Dallas at Chicago: Close game. Bulls string together a 13-2 run in the fourth quarter and win.
And now comes Friday’s 102-100 home loss to the Magic. Plenty of numbers to consider here: Carlisle, rather desperate, tried his fifth starting lineup in nine games, benching Jet and starting Gerald Green along with Josh Howard; three players scored 20-plus (Josh, Dirk and Jet) scored 20-plus – but Dallas is 0-2 when that happens; Dallas’ 10-game win streak over Orlando was snapped; and the 2-7 Mavs are now losers of four straight and are 0-4 at home.
But enough of that. We’ll continue in our Fourth-QuarterCollapse.com theme:
Orlando at Dallas: Close game. Magic strings together a 10-2 run in the fourth quarter
and wins.
The Mavs have been blown out of some of these games. Others, the Magic loss in particular, have come down to the final possession or two. Carlisle had complained about the lack of energy to start games, but that hasn’t been a problem this week, with the Mavs opening in Chicago with a 24-5 edge and starting the Orlando game with an 11-3 lead.
There are some constants, though, highlighted by Carlisle’s NBA-standard handling of KIDDIRK. Dirk and Jason generally take their last rests in games at the beginning of the fourth quarter. Not this time. Josh started the fourth, as did Kidd. Dirk’s rest only lasted 78 seconds. And none of those three guys rested from there.
It fit with something Carlisle had said before the game, something about finding some “short-term solutions.’’ I guessed correctly at what he meant: The Mavs simply cannot forfeit the first six minutes or so of the final period, night after friggin’ night, so Jason Kidd (and front-line company) must play.
And yet. …
It still didn’t work.
With 1:12 left in the third, Dallas was ahead 78-67. Hey, we’re 13 minutes and 12 seconds away from a win. … we’re at home. … and we’re into “short-term solutions,’’ which means that KIDDIRK are going to each log 38 minutes or so, which means that J-Ho is going to stay on the floor for 35 minutes, even with his bum wrist. …
Twenty seconds in the fourth, Jet hits a 3. Dallas is up 83-72. Roll clock, roll!
But then, at 11:23. … A Bass foul leads to free throws. A Stack turnover. A Bass offensive foul/turnover. A Diop foul. Two missed jumpers. Three offensive rebounds allowed.

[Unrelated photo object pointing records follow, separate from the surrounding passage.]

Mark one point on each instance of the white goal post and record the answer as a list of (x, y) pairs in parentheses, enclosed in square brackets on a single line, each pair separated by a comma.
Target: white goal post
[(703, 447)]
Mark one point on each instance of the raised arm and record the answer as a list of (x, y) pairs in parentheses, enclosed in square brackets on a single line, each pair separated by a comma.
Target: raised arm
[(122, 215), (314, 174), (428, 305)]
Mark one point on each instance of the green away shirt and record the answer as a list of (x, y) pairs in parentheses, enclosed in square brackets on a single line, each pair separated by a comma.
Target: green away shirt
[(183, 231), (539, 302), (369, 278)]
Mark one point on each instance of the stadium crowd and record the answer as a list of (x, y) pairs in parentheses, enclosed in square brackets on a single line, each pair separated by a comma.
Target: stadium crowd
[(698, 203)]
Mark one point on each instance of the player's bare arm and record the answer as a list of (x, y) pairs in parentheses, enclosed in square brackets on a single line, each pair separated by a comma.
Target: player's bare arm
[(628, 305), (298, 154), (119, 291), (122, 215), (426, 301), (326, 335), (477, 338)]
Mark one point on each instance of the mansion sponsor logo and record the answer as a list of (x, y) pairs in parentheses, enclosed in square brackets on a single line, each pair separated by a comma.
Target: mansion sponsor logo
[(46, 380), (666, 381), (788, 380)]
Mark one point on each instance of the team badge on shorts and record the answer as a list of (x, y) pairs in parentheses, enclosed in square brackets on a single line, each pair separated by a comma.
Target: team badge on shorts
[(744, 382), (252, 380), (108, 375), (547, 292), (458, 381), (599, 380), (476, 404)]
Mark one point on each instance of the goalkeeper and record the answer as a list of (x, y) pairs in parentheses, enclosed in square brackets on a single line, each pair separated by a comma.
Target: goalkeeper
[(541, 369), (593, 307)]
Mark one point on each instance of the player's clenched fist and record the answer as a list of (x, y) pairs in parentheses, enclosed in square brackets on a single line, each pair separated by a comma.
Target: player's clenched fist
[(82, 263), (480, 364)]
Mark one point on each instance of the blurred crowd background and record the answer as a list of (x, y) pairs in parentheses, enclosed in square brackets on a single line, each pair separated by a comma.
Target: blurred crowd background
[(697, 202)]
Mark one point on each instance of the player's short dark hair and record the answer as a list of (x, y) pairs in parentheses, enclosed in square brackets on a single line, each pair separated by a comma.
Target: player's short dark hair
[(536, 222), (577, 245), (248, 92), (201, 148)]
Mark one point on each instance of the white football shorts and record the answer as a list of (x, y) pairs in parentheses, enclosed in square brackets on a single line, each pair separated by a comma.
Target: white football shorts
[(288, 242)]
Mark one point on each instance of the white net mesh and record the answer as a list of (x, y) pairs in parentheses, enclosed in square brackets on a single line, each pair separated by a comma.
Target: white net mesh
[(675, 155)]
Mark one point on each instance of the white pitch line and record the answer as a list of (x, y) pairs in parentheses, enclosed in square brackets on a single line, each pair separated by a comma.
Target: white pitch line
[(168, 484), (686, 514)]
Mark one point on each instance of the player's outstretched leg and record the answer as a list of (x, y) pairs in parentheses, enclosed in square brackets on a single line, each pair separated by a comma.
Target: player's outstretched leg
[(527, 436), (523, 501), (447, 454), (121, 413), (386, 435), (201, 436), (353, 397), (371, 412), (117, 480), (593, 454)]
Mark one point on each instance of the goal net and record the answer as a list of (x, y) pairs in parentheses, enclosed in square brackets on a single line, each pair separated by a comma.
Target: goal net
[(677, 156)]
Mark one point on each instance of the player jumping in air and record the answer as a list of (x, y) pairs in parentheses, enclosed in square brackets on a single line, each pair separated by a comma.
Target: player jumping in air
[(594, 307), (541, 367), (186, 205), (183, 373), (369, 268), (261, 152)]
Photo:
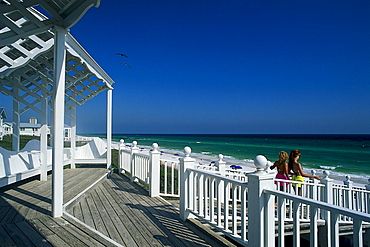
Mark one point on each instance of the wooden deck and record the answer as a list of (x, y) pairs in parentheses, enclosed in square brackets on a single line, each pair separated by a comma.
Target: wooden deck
[(114, 212)]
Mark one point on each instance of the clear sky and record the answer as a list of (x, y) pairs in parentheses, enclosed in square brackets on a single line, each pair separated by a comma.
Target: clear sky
[(237, 66)]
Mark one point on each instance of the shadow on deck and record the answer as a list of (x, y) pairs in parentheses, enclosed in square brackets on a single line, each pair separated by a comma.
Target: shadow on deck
[(114, 212)]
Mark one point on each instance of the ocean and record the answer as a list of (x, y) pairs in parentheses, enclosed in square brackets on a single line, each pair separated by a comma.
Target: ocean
[(340, 154)]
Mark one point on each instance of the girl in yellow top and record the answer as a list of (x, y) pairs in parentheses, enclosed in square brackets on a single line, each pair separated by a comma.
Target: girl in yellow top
[(296, 169), (282, 168)]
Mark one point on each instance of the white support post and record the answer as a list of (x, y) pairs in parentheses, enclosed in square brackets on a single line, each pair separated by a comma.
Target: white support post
[(120, 156), (262, 231), (313, 190), (185, 187), (154, 166), (368, 201), (16, 119), (73, 132), (44, 132), (348, 197), (327, 196), (58, 120), (221, 165), (109, 128), (134, 150)]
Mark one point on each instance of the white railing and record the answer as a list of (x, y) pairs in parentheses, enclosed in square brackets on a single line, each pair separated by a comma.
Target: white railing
[(170, 182), (223, 197), (224, 203), (332, 214)]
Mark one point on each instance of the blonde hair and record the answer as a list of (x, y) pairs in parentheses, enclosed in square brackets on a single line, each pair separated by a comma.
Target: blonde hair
[(283, 156)]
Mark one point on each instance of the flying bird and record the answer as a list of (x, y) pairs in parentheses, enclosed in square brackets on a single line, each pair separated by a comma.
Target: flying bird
[(126, 64), (123, 55)]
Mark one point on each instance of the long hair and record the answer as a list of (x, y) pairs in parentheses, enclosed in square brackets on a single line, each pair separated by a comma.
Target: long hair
[(293, 154), (283, 157)]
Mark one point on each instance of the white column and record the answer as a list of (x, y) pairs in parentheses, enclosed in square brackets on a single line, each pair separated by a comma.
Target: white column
[(134, 150), (58, 120), (109, 128), (327, 196), (16, 119), (73, 133), (185, 187), (348, 193), (44, 132), (262, 206), (154, 172), (221, 165), (120, 156)]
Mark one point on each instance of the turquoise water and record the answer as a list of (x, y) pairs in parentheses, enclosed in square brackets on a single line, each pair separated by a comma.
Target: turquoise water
[(342, 154)]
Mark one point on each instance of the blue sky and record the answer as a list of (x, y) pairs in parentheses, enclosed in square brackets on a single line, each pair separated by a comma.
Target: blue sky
[(230, 66)]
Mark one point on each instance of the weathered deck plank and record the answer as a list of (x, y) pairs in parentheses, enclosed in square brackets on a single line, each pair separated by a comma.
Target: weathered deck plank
[(177, 233), (115, 207)]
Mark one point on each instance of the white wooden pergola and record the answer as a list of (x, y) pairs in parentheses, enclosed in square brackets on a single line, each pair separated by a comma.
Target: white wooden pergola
[(44, 69)]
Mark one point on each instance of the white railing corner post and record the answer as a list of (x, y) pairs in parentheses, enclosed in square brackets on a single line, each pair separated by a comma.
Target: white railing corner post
[(260, 205), (348, 194), (368, 185), (327, 196), (154, 171), (368, 203), (134, 150), (185, 186), (313, 190), (120, 155), (221, 166)]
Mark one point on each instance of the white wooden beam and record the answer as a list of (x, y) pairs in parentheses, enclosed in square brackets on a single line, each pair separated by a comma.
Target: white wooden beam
[(109, 128), (16, 119), (58, 120)]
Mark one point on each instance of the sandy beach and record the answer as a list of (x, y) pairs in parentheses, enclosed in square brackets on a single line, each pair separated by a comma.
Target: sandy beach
[(247, 165)]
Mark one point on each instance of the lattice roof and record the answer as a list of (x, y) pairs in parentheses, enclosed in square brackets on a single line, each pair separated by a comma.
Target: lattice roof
[(28, 63), (21, 19)]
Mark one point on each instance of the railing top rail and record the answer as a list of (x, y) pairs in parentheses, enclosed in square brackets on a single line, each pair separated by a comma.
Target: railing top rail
[(310, 183), (171, 161), (141, 155), (322, 205), (217, 175)]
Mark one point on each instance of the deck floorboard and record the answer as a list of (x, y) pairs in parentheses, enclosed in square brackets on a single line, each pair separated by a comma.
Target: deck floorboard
[(113, 212)]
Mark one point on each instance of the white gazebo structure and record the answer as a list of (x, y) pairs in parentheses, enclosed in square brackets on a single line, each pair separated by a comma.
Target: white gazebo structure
[(44, 69)]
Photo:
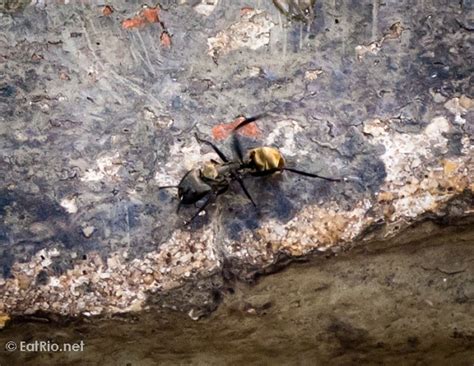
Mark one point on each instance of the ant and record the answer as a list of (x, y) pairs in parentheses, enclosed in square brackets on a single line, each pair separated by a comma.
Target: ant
[(213, 178)]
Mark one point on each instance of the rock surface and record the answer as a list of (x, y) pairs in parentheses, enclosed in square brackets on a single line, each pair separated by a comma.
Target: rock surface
[(99, 105)]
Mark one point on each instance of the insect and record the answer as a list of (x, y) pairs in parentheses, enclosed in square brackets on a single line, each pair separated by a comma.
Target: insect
[(213, 178)]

And from 11:23 to 9:06 – two minutes and 17 seconds of familiar hell – Orlando turns a potential blowout loss into a measly 85-82 Mavs lead. And when Orlando outscores Dallas 30-20 in the fourth quarter, when Dallas shoots 6-of-22 in the fourth, when Dallas’ 100-99 lead with 26 seconds evaporates thanks to a pair of turnovers, the Fourth-QuarterCollapse.com fodder is official.
How should our faith in the Mavs’ ability to win at New York tonight be affected by the fact that Dallas is habitually allowing opponents fourth-quarter runs of 16-2, 13-0, 13-0, 11-0, 13-2 and 10-2?
I guess I hope that tonight, the Mavs enter the fourth quarter with, say, a 14-point lead, so they can hang on and win by one.